Kromhout: And maybe something to consider there too, is if you have processes that are highly manual, and every couple of weeks, the change control review board sits down and decides what to do, what not to do. Keep in mind that if you have a different process for “emergency changes”, but first of all bad actors like me, pretty sure the statute of limitations is expired on that job, many years ago, I would just mark everything emergency. And that way, I didn't have to wait for the change control review board. So just keep in mind that a lot of those processes aren't going to keep you as safe as just that process that you use when everything is on fire and everything's broken, and it's okay, it's good enough then. Maybe just add more automation and safety already that so that you can use that one all the time.

Allen: So Slack has customer data in our databases. And one of the things we do while we have continuous deployment is still only a limited group of people are allowed to actually SSH those machines. But we have a break glass command so that you could do that in an emergency and then you have to log why and that logs everything you do, and then you leave. And so that also helps us.

Is Testing Waste?

Man 5: In in your responses to the opening question, I would say you offered strong opinions, but not controversial ones. So I'm going to try and stir up a little controversy here. Paul, you mentioned the theoretical basis behind lean and DevOps, and one of the things that comes from that is the wastes of lean. So there are seven in the original definition, the eighth one about rediscovering lost knowledge has been added recently. And so I would like to ask is testing waste, and if so, what do we do about it?
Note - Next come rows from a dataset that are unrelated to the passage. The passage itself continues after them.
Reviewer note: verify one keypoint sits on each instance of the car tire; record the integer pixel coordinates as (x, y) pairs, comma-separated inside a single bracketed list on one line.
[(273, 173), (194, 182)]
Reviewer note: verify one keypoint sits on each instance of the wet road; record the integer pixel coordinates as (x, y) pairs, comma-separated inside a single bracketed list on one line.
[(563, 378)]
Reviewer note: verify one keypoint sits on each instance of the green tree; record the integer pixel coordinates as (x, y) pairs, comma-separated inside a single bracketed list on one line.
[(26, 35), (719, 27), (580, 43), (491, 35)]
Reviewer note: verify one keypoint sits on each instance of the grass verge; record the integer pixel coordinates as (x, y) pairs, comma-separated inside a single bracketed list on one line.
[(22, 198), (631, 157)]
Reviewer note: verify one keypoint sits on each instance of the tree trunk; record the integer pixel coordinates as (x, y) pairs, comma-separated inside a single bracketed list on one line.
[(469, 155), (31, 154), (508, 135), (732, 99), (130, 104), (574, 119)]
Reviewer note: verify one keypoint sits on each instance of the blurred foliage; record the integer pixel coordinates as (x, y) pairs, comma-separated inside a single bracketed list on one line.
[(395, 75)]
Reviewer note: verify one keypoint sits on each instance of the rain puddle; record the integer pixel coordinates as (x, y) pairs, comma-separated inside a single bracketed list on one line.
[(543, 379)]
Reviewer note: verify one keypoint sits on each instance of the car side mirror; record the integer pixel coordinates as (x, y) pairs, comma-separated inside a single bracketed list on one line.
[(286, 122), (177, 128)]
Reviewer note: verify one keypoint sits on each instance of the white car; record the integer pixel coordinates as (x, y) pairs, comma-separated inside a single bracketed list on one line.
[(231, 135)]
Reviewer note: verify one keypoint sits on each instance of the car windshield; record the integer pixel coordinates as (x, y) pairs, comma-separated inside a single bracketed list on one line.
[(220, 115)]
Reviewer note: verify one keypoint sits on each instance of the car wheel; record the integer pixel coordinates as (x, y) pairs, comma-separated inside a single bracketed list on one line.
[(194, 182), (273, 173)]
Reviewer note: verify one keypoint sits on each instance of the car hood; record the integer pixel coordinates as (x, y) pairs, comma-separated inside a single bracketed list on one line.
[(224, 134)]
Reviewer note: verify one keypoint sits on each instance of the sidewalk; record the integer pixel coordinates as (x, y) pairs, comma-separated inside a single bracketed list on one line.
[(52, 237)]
Stratton: I don't if there any testers in the audience before that. Hold on. Are there any testers in the audience?

Kerr: They're outnumbered. It's okay.

Reed: It's not waste. Next question. So the one thing - I've been thinking a lot about this, and there's been a shift in every industry and I think in ours, to classify certain types of work as waste. I think release engineering is one of those. I think QA is probably one of those. I think operations is probably one of those. And they are things that, from a business perspective, I just assumed it works. I assume that as a developer, you all write your software 200% correctly, so I don't need to test it because it's got quality built in. It releases itself because I can't charge for it if I can't release it. So that magically happens somehow.

And then there was a shift in operations when we started doing internet and all of that where a lot of operations folks became release engineers. And they also have to operate the system. I mean, IT, Ops departments used to run the Exchange Server. And they got shifted to running the company product, right, if we go back far enough.

So the thing is that I think it's a thing that our industry likes to tell itself that these things don't matter. And then I always giggle because a lot of times developers will say, "Oh, I want to deploy. I want to own quality. I want to own whatever." And they're like, "Okay, great. That's cool. Here is the pager." "Oh, I don't want the pager. I don't want that. I just want to be able to deploy when I want." I was like, "Okay, well, there are tradeoffs there." So I think you could put a lot of things in with the testing bucket about is it waste? You're looking at me like you have an answer too which we should talk about later. But, yes, I think that's a pattern. And that's all I had to say.

Kromhout: I just wanted to add to what Jay Paul is saying that I really appreciate the way I charity majors of Honeycomb and they are a sponsor here, you should check them out. But what she says about how nines don't matter if the users aren't happy. Of course, I mean, the testing doesn't matter as long as everything goes perfectly and …

Kerr: Or if nobody uses it.

Kromhout: Right. Exactly. So like it's very easy to imagine a perfect happy path where you don't need anything, you don't need security because everything is just written securely. It's like, "Okay, you know what, if any of you are working at a place where everything goes perfectly all the time, you definitely should be posting on the #QConSF hashtag and telling people your hiring, but I'm guessing that that's not realistic." And so we do need people to own and care about these areas, even if their job titles and job functions might change a little over time, but they probably are, maybe they're not racking and stacking as much anymore. Maybe they're writing a bunch of Tera form instead. But they probably do still need to care about that stuff.

Reed: One thing I'll point out, too, is that I've argued this both ways, which is to say I worked with a lot of colleagues and release engineering where their major skill was saying, "No, you can't deploy that." And those people aren't going to have a job that much longer." Sorry, that's the way the world is also moving. So all of those people that have deep operational knowledge, deep QA knowledge, it's not like you don't matter, it's the way you interact with the system does have to change to support the changing missions of the organization when you're writing and deploying and operating software.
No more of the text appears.